Today at the Rencontres de Moriond EW conference, the LHCb Collaboration presented an updated measurement of the ratio RK, an important test of a principle of the Standard Model of particle physics known as “lepton universality“, which states that the Standard Model treats the three charged leptons (electrons, muons and taus) identically, except for differences due to their different masses.
The ratio RK describes how often a B+ meson decays to a charged kaon and either a muon and anti-muon pair (K+μ+μ–) or an electron and anti-electron pair (K+e+e–). These decays are extremely rare, occurring at a rate of only one in two million B+ meson decays. The decays involve the transformation of a beauty quark into a strange quark (b→s), a process that is highly suppressed in the Standard Model and can be affected by the existence of new particles, which could have masses too high to be produced directly at the Large Hadron Collider.
LHCb has studied a number of other such ratios comparing decays with different leptons in beauty particle decays (see RK, RK*0, R(D*) and R(J/ψ)). These results revealed hints of deviations from lepton universality, none of which was significant enough to constitute evidence of new physics on their own. However, according to theorists who study possible extensions of the Standard Model, taken together these deviations suggest an interesting and coherent pattern. All previous LHCb results used only the Run 1 data sample. During Run 2 (2015-2018), LHCb collected a much larger data sample containing approximately four times larger number of beauty particle decays and these data are now being analysed intensively. Measurements like RK use the technique of blind analysis, in which the physicists analysing the data do not know the result until the analysis method is finalized and frozen, following an extended review within the collaboration. The measurement presented today is the first lepton universality test performed using part of the Run 2 data set (2015-2016) together with the full Run 1 data sample, representing in total an integrated luminosity of 5fb-1.

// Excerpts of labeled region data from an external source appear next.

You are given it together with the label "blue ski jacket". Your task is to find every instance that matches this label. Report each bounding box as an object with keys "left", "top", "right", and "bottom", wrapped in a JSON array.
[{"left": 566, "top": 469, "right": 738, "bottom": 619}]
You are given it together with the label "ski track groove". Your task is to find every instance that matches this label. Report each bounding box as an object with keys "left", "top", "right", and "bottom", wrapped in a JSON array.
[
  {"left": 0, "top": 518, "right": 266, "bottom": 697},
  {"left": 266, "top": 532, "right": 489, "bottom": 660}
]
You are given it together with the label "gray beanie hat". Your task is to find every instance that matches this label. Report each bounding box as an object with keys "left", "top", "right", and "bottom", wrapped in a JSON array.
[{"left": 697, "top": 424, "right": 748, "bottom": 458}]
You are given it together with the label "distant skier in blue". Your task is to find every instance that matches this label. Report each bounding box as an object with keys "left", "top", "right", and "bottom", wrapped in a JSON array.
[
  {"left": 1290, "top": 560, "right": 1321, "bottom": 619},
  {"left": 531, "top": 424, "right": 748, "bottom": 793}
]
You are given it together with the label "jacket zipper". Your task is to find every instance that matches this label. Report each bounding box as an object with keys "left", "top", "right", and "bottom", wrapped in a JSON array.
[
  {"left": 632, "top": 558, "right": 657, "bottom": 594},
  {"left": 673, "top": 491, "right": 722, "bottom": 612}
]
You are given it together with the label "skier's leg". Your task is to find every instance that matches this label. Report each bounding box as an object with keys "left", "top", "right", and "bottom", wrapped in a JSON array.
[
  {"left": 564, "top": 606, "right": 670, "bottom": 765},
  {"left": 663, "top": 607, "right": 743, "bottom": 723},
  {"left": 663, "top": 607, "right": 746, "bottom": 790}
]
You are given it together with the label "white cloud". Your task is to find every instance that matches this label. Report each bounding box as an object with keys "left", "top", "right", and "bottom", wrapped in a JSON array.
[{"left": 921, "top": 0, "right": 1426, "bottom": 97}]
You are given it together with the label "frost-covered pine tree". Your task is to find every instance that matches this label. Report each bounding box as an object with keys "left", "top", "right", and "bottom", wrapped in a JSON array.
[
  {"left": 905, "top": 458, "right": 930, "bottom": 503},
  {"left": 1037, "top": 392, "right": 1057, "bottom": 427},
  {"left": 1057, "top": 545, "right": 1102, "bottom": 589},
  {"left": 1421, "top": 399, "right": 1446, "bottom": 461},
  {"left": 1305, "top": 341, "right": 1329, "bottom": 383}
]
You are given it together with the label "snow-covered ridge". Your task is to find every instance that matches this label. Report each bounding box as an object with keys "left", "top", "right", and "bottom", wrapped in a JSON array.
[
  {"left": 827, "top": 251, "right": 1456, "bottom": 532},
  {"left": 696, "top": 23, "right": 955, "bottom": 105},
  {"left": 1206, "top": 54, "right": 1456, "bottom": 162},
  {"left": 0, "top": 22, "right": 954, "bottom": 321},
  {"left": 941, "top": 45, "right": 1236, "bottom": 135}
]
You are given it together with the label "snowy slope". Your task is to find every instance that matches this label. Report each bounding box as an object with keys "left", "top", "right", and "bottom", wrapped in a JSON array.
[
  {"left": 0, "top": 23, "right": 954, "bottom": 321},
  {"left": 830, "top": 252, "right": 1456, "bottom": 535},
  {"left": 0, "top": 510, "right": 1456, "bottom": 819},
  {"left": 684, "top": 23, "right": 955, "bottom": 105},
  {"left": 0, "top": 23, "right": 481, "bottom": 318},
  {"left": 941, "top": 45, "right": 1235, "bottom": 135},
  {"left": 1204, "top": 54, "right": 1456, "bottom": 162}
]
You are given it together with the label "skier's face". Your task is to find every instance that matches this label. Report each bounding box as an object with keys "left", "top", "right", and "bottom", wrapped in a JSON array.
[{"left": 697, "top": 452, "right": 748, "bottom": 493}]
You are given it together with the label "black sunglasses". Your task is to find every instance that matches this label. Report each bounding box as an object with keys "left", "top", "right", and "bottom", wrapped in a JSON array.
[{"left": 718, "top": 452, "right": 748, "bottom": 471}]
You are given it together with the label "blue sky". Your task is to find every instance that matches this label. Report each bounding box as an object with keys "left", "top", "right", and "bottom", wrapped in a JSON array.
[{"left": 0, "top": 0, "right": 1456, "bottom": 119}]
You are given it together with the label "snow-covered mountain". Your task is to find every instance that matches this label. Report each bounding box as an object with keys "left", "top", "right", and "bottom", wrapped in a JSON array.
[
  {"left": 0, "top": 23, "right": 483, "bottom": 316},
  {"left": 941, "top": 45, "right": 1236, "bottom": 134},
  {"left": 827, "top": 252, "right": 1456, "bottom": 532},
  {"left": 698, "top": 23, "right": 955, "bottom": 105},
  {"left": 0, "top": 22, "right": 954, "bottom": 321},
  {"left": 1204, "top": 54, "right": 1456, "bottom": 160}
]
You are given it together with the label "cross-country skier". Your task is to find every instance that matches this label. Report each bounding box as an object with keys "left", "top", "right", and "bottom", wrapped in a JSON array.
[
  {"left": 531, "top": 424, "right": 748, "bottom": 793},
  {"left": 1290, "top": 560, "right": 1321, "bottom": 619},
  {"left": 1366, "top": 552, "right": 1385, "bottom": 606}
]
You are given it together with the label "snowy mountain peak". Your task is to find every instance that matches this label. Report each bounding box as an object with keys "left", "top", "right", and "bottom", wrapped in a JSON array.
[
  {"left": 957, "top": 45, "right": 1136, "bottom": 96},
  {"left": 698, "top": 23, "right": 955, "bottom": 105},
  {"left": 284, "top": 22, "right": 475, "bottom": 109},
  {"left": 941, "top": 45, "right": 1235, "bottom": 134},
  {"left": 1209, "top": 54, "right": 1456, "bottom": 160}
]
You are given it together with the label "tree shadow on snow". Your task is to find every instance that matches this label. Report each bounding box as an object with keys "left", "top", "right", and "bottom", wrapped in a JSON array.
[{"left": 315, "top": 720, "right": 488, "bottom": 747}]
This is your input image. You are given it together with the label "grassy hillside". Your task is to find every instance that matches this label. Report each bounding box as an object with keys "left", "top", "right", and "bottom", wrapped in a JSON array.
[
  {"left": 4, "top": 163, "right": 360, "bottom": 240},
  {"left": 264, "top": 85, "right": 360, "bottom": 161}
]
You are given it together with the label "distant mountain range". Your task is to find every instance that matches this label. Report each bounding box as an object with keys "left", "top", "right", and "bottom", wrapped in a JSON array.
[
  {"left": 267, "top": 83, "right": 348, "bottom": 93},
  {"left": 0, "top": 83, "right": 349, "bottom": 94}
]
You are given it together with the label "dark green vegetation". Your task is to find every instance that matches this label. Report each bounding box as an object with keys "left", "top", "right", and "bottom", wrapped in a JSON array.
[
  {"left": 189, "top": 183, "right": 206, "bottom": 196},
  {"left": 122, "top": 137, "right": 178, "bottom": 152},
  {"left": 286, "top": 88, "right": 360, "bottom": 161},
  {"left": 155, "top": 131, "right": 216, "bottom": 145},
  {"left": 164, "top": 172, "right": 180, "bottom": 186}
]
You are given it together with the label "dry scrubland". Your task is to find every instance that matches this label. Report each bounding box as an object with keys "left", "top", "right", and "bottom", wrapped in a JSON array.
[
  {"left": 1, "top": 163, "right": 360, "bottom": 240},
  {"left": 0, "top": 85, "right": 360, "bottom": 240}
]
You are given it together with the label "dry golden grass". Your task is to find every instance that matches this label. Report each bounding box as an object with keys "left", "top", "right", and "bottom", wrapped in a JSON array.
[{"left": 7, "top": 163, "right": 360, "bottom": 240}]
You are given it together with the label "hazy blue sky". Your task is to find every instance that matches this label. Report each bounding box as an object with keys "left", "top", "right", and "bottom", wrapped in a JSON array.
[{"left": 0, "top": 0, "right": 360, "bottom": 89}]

To minimise the influence of detector and other experimental effects, LHCb physicists used a “double ratio” method: what they measure is RK divided by another ratio, rJ/ψ, the true value of which is known to be very close to 1 but which has similar sensitivity to detector effects to RK. This gives an extra layer of protection: the scientists study and correct for all known experimental effects, but if any unknown effects slip through they will cancel in the double ratio between RK and rJ/ψ. In more detail, RK is defined as the ratio of probabilities that a B+ meson decays to K+μ+μ– or K+e+e– (within a particular invariant mass range; see below), and rJ/ψ is defined as the ratio of probabilities that a B+ meson decays to J/ψK+ with J/ψ →μ+μ– vs J/ψK+ with J/ψ →e+e–. The double ratio method greatly reduces systematic uncertainties related to the different experimental treatment of muons and electrons, which largely cancel in the double ratio. In particular, the use of the double ratio method means that the detection efficiency of the decay B+→K+e+e– only needs to be known relative to that of the B+→J/ψ(→e+e–)K+ decay, rather than the B+→K+μ+μ–. Moreover, J/ψ meson decays into μ+μ– and e+e– pairs are known to respect lepton universality at the 0.4% level. This means that the measurement of the single ratio, rJ/ψ, also constitutes an excellent cross-check, since it does not benefit from the double ratio’s cancellation of systematic effects and so is a sensitive and stringent test of the methods used to determine the efficiencies. The value of rJ/ψ is found to be 1.014±0.035, consistent with 1. The figures show the measured invariant mass distributions of B+ candidates for the four decay modes used in the double-ratio measurement, each with a clear peak around the B+ meson mass.
The analysis is performed in the range 1.1<q2<6.0 GeV2, where q2 is the invariant mass of the μ+μ– and e+e– pair, and benefits from an improved reconstruction compared to the previous LHCb RK measurement. The value of RK is measured to be 0.846+0.060-0.054+0.016-0.014 , where the first uncertainty is statistical and the second systematic, and is shown at the image as a black point with error bars. This is the most precise measurement to date and is consistent with the SM expectation at the level of 2.5σ (2.5 standard deviations), a value very similar to the 2.6σ obtained in the previous measurement, and show as a grey point. The new measured value of RK supersedes the previous one, is closer to the Standard Model prediction, and has a smaller uncertainty. The result of BaBar Collaboration at low q2 is shown by the green left point and favors also a value below one. The blue point shows that the result of the RK measurement by the Belle Collaboration is consistent with one in the whole q2 range up to 22 GeV2. Further reduction in the uncertainty on RK can be expected when the data collected by LHCb in 2017 and 2018, which have a statistical power approximately equal to that of the entire 2011-2016 data set used here, are included in a future analysis. In the longer term, there are good prospects for even higher-precision measurements as much larger samples will be collected with the upgraded LHCb detector.